There are many prognostic factors affecting the outcome in severe TBI after DC such as age, lowest recorded GCS, presence of cranial fracture, absence of pupillary response/brainstem reflexes, respiratory insufficiency, refractory rise in ICP and the status of the basal cisterns or third ventricle on CT scan, the volume and location of the lesion, and the timing of surgery.[ 8 ]

The increased ICP is related with poor outcome after head injury, and ICP-guided therapy is commonly used.[ 52 53 ] In our data, the basic criterion for performing DC were the values of ICP >18 mmHg, and a better outcome (GOS ≥4 after 12 months) was achieved in 69 patients (68.9%), who had an ICP ≤20 at the time of surgery (threshold ICP ≤20).

The lowest recorded GCS and the worse outcome were also reported in other studies.[ 8 55 ] This cohort showed that patients with a threshold of GCS <5 in the intubation time, had a poorer outcome regardless of the early DC. The patient's age also seems to be related with the recovery after DC.[ 55 ] In our data, from 26 (25.9%) elderly/age >60/patients, 11 patients (10.9%) had GCS ≤5, and their outcome was poor (GOS <4). These results suggest that a threshold age >60 and GCS ≤5 is related with worsened outcome. Age always poses a moral dilemma for surgeon, but it seems that the age less than 60 years, in combination with other factors, provides a better chance of a good outcome. Age is not an absolute criterion for performing a craniectomy and certainly needs further studies to understand the various combinatorial factors such as physiological age, comorbidities, and potential to increase the average life, in order to determine the benefits. In this study there have been setting specific parameters, which easily can be known in any case of emergency TBI surgery and used as an easy guide to making difficult decisions.

In our study, 55 patients had undergone DC with bone flap ≥130 cm2 and 36 of them (65.4%) had significantly better outcome according to GOS (≥4 after 12 months). On the other hand, in 10 patients with bone flap ≤110 cm2, only 2 (≈20%) had a clinical improvement (GOS ≥ 4 after 12 months). This shows a strong correlation between the outcome and size of bone flap. In addition, this study proves that the different combinations and mainly at the same time involvement of all prognostic parameters (age <60, GCS <5, bone flap ≥130 cm2 and ICP ≤20 at time of DC surgery) allow a better outcome (P = 0.0001 extremely statistically significant).

According to specific factors and their thresholds, our data can contribute to the decision of when to perform DC after severe TBI to be life-saving procedure and to minimize complications.

CONCLUSION

DC as a treatment option in patients with TBI has been a lot criticized and still remains controversial. Although studies such as DECRA have come up with results that consider DC as not a favorable option according to patients’ outcome, other ongoing studies such as RESCUE-ICP are main to add some more light in the dark field of the best optional treatment. This study and its results tries to emphasize on specific factors under which DC could be beneficial and helps us decide not only if DC should be performed or not but also when and under which specific circumstances it should be performed.

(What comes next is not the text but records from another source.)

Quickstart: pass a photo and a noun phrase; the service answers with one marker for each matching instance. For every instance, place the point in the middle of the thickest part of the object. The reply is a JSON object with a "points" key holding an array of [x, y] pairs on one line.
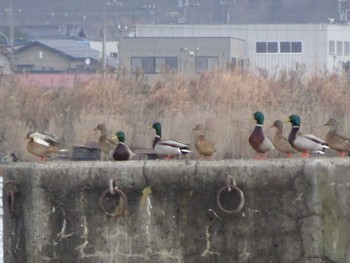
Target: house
{"points": [[154, 55], [60, 56], [270, 47]]}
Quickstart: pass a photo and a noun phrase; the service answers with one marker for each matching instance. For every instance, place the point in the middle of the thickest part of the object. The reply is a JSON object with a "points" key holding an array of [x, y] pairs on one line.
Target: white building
{"points": [[274, 47]]}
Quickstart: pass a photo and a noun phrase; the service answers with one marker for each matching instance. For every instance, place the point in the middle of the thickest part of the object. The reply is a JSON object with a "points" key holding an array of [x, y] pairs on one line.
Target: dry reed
{"points": [[223, 101]]}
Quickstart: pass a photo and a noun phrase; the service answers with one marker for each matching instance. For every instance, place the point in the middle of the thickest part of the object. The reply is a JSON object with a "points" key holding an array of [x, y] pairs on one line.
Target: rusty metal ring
{"points": [[8, 183], [121, 195], [230, 189]]}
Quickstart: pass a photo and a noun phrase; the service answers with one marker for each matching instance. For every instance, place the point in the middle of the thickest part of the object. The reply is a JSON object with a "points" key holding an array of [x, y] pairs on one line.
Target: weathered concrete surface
{"points": [[295, 211]]}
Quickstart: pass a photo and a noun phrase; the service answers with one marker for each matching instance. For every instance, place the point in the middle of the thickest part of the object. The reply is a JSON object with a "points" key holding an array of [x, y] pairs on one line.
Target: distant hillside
{"points": [[88, 14]]}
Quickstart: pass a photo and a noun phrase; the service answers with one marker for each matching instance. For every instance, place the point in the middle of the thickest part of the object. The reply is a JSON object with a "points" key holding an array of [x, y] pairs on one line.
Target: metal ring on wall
{"points": [[231, 187], [122, 202]]}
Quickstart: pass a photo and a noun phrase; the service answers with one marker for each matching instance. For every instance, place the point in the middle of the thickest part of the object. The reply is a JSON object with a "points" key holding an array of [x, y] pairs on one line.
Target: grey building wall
{"points": [[315, 39], [191, 54]]}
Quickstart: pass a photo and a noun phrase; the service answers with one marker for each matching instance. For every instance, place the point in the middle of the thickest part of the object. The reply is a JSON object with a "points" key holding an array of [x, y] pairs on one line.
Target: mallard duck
{"points": [[9, 158], [258, 140], [202, 144], [42, 144], [304, 143], [105, 144], [336, 141], [280, 142], [121, 152], [167, 148]]}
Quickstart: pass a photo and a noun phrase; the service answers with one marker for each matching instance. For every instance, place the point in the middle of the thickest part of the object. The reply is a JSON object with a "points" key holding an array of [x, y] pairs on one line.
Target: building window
{"points": [[285, 47], [149, 65], [272, 47], [266, 47], [163, 64], [152, 65], [261, 47], [296, 47], [339, 47], [346, 48], [290, 47], [205, 63], [331, 47]]}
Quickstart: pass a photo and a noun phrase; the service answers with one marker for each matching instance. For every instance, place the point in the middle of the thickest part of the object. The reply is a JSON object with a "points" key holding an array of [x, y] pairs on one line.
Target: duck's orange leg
{"points": [[306, 154]]}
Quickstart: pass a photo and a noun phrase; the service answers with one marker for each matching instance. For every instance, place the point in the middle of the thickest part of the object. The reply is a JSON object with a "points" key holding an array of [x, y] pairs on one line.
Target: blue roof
{"points": [[77, 50]]}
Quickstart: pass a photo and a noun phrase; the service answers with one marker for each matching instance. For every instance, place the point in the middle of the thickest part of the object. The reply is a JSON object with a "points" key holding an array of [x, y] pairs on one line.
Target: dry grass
{"points": [[224, 102]]}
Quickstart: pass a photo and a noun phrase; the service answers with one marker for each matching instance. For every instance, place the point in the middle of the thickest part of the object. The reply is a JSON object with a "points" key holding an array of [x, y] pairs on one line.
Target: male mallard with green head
{"points": [[122, 152], [203, 146], [337, 141], [167, 148], [258, 140], [304, 143], [280, 142], [42, 144], [105, 144]]}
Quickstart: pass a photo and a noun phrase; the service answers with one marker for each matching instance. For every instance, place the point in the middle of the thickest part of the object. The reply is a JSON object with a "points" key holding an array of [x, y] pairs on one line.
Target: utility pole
{"points": [[11, 34], [104, 39]]}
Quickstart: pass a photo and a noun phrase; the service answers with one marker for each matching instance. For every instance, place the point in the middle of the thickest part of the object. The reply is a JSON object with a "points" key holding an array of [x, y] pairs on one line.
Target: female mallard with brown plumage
{"points": [[280, 142], [121, 152], [337, 141], [203, 146], [167, 148], [105, 144], [304, 143], [258, 140], [42, 144]]}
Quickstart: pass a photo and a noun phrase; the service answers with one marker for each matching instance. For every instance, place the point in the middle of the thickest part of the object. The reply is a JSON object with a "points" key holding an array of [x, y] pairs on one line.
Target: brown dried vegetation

Financial support and sponsorship

Nil.

Conflicts of interest

There are no conflicts of interest.

Commentary

James I. Ausman
  1. Editor-in-Chief, University of California, Los Angeles, CA, USA E-mail: jia@surgicalneurologyint.com

This paper continues a concept that is common in medicine that chronological age is a marker to be used in treatment. Chronological age is a biased view of aging across all modern cultures except those in which aging is a mark of respect and wisdom. Physiological age would be a better parameter to use. I challenge someone to develop this metric. Physiological age is a measure of the patients total body health. Chronological age does not measure this total body health but only a number in which are mixed many people in various stages of health. This physiological age would apply to all. It would apply to the very young with multisystem disease, who have little hope for recovery. It applies to all ages and avoids the bias that because someone is over 60 or 70, they have lived a full life and there is no use in prolonging it. Studies have reported that life expectancy will be 100 years for those born in the 21st century. Some cite 140 years as the expected life expectancy in the 21st century. Only a review of history will reveal that Hunter Gatherers lived until the age of 20 while during more civilized societies the ages extended to 40 years by the 1900s. In the past 100 years, life expectancy has doubled to 80 years and with some extension of that recently to 90 years. So, how does an arbitrary number of 60 of 70 apply to what will represent 30% of the population of many cultures but 2050. This concept makes no sense. Those now who are young and overweight (2/3 of the world population) will suffer earlier deaths from diabetes and hypertension and other diseases. Hence, I would expect that their physiological age will be higher than those who do not have these diseases or obesity. So, I predict that in the 21st century, we will see a subset of the young dying early and others living longer. Only a physiological age evaluation will make sense and add to the medical decisions governing treatment, no chronological age.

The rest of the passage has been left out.